The former Indiana governor and congressman will be the first sitting vice president to speak at Notre Dame’s commencement.
"It is extraordinarily humbling to return to my home state and address the graduates of Notre Dame," Pence said in a statement.
The Rev. John Jenkins, Notre Dame president, said in a statement: "It is fitting that in the 175th year of our founding on Indiana soil that Notre Dame recognize a native son who served our state and now the nation with quiet earnestness, moral conviction and a dedication to the common good characteristic of true statesmen. With his own brand of reserved dignity, Mike Pence instilled confidence on the state level then, and on the world stage now. We are proud to welcome him to represent the new administration."
Six presidents have given the Notre Dame commencement address, and Presidents Jimmy Carter, Ronald Reagan, George W. Bush and Barack Obama delivered it during their first year in office. A Notre Dame official declined to say whether President Donald Trump had been invited to do the same.
College Democrats of Notre Dame announced in December that it delivered to Jenkins’ office more than 3,500 signatures and messages of people – mostly Notre Dame students, faculty and alumni – who opposed extending a commencement invitation to the new Republican president. About 30 people reportedly took part in a campus demonstration Monday to protest a potential invitation.
But Notre Dame professor Robert Schmuhl, who teaches journalism, politics and history, said in an email Thursday that "there’s bound to be grumbling by those who might prefer the president as the speaker."
Paul Browne, vice president for public affairs and communications at Notre Dame, said Jenkins invited Pence when the two met in Pence’s office the day before the 44th annual March for Life in Washington. Jenkins participated in the Jan. 27 anti-abortion rally, and Pence became the first vice president or president to speak at it.
Browne said in a phone interview he thinks Pence "will be warmly received at Notre Dame" and that Notre Dame expects any protests "to be expressed in a civil fashion."
Abortion-rights foes protested the selection of Obama in the weeks leading up to his commencement speech. Police arrested 21 protesters – none of them students – two nights before Obama’s address. All were charged with trespassing, and three were charged with resisting law enforcement.
Pence "will be both cheered and criticized," Schmuhl said. "Supporters of the Trump administration as well as many Hoosiers will support the choice, while those opposed to the current administration and its policies will oppose the selection."
Notre Dame College Republicans said on its Facebook page that it is "proud" and "excited" that Pence will give this year’s address. The group wrote that Pence "has a proven track record of Conservative principles and has staunchly defended Christian values."

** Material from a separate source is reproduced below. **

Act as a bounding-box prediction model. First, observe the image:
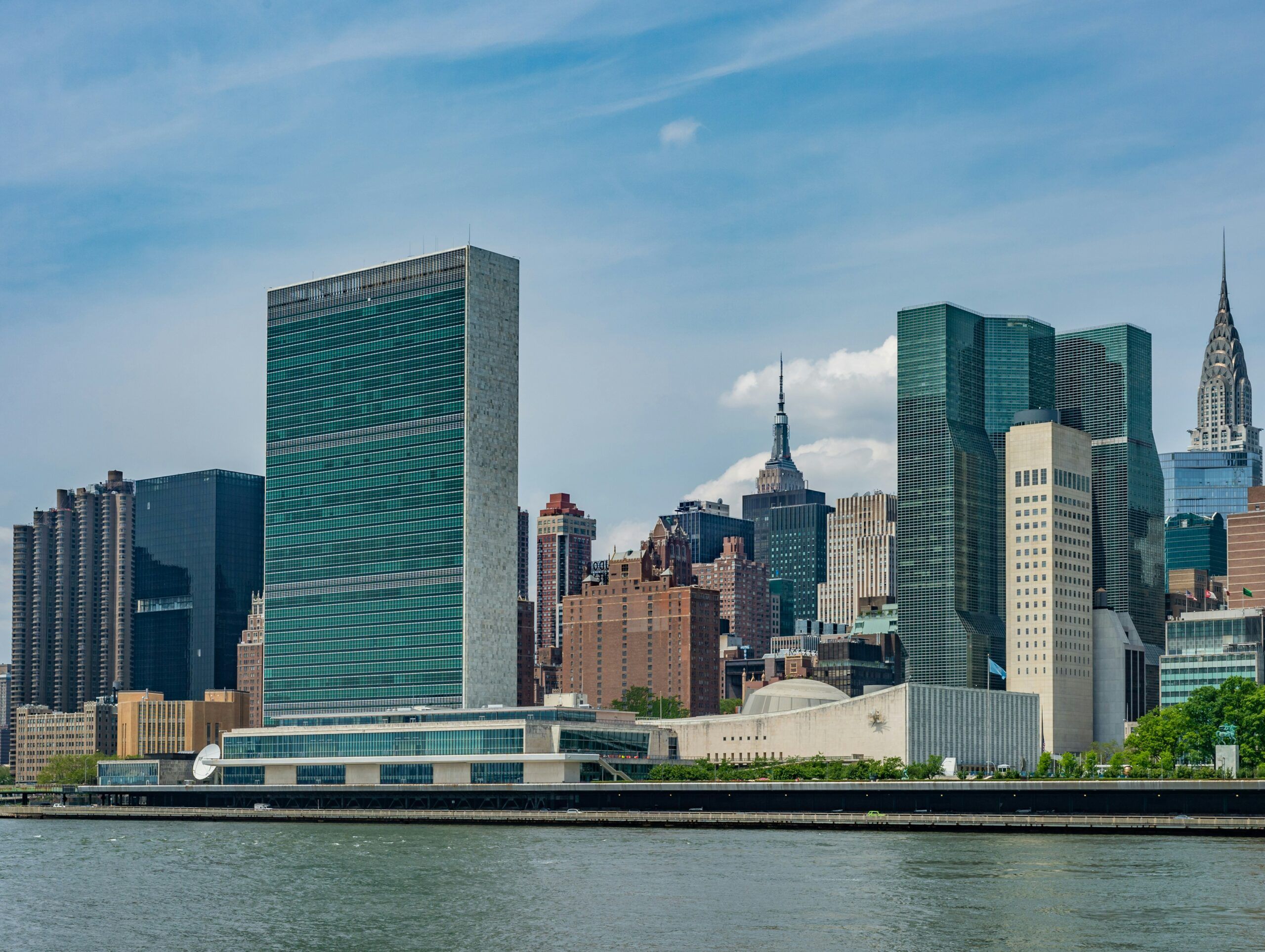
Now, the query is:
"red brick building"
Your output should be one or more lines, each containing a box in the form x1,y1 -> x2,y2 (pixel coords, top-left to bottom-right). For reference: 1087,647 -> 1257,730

College Democrats wrote on its Facebook page that it is "profoundly disappointed" Pence will be the graduation speaker. It criticized him for, among other things, refusing to let Syrian refugees resettle in Indiana when he was governor and for endorsing the state’s Religious Freedom Restoration Act, which College Democrats said discriminates against lesbian, gay, bisexual and transgender Hoosiers.
Michael Markel, chief of staff for the Notre Dame student government, declined to comment about Pence’s selection as commencement speaker. The student government website contains a public statement objecting to Trump’s executive order to temporarily ban U.S. entry to all refugees and the citizens of seven mostly Muslim nations.
Pence has spoken on campus before, Browne said, most recently at the 2015 memorial service for the late Rev. Theodore Hesburgh, the school’s president from 1952 to 1987.
Notre Dame will present an honorary doctor of laws degree to Pence at its commencement ceremony.
Pence, a native of Columbus, Indiana, was a Republican member of the U.S. House from 2001 through 2012 and the Indiana governor from 2013 until this year, when he became the country’s 48th vice president.